Retail Sales Acceleration Helps Pound Sterling US Dollar (GBP/USD) Exchange Rate Recover Ground
An unexpectedly positive set of UK retail sales figures helped the Pound Sterling to US Dollar (GBP/USD) exchange rate return to an uptrend on Thursday morning.
As sales excluding auto fuel surged 3.8% on the year in June this suggests that consumers largely shrugged off Brexit-based anxiety at the end of the second quarter.
This naturally improved the appeal of Pound Sterling (GBP), even in the wake of the latest bout of market anxiety over the threat of the UK crashing out of the EU without a deal.
As forecasts had pointed towards a contraction in sales on the month investors took encouragement from a solid 1% monthly growth in spending.
While political worries remain this was not enough to prevent the GBP/USD exchange rate from rallying, recovering from its recent two-year low.
US Dollar (USD) Looks for Support on Manufacturing Index Rebound
Demand for the US Dollar (USD) could pick back up on Thursday afternoon if July’s Philadelphia Fed manufacturing index rebounds as forecast.
Investors expect to see the index strengthen from 0.3 to 5.0 on the month, signalling a greater level of resilience within the manufacturing sector.
As the risk of a further souring in US trade relations remains signs of a stronger manufacturing sector could encourage a greater degree of confidence in the economic outlook.
Evidence that the US economy regained some of its lost momentum at the start of the third quarter would offer the US Dollar a fresh boost against its rivals.
However, even a sharp increase here is unlikely to materially alter the odds of an imminent Federal Reserve interest rate cut.
If June’s leading index also shows an improvement on the month this could put further downside pressure on the GBP/USD exchange rate.
Narrowed Borrowing Deficit Forecast to Boost GBP Exchange Rates
With forecasts pointing towards a narrowing of the UK public sector net borrowing deficit in June the Pound could find another rallying point ahead of the weekend.
Signs that government borrowing eased at the end of the second quarter may improve confidence in the underlying health of the UK economy in the short term.
On the other hand, a widened deficit could see the Pound slump across the board once again.

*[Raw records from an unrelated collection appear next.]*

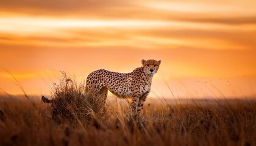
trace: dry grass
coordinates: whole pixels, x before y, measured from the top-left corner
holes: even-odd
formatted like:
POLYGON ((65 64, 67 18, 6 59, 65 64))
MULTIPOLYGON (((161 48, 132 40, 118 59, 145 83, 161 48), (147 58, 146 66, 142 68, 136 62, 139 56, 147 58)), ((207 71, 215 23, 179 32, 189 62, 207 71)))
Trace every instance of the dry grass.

Even so, politics looks set to remain the primary influence on GBP exchange rates in the near future as the Conservative leadership contest draws to a close.
As long as the risks of a no-deal Brexit remain heightened the mood towards Pound Sterling may sour further, leaving the GBP/USD exchange rate with the potential to fall to a fresh multi-year low.
Unless the successful leadership candidate rows back on previous hard-line comments on Brexit the Pound could remain on the back foot in the weeks ahead.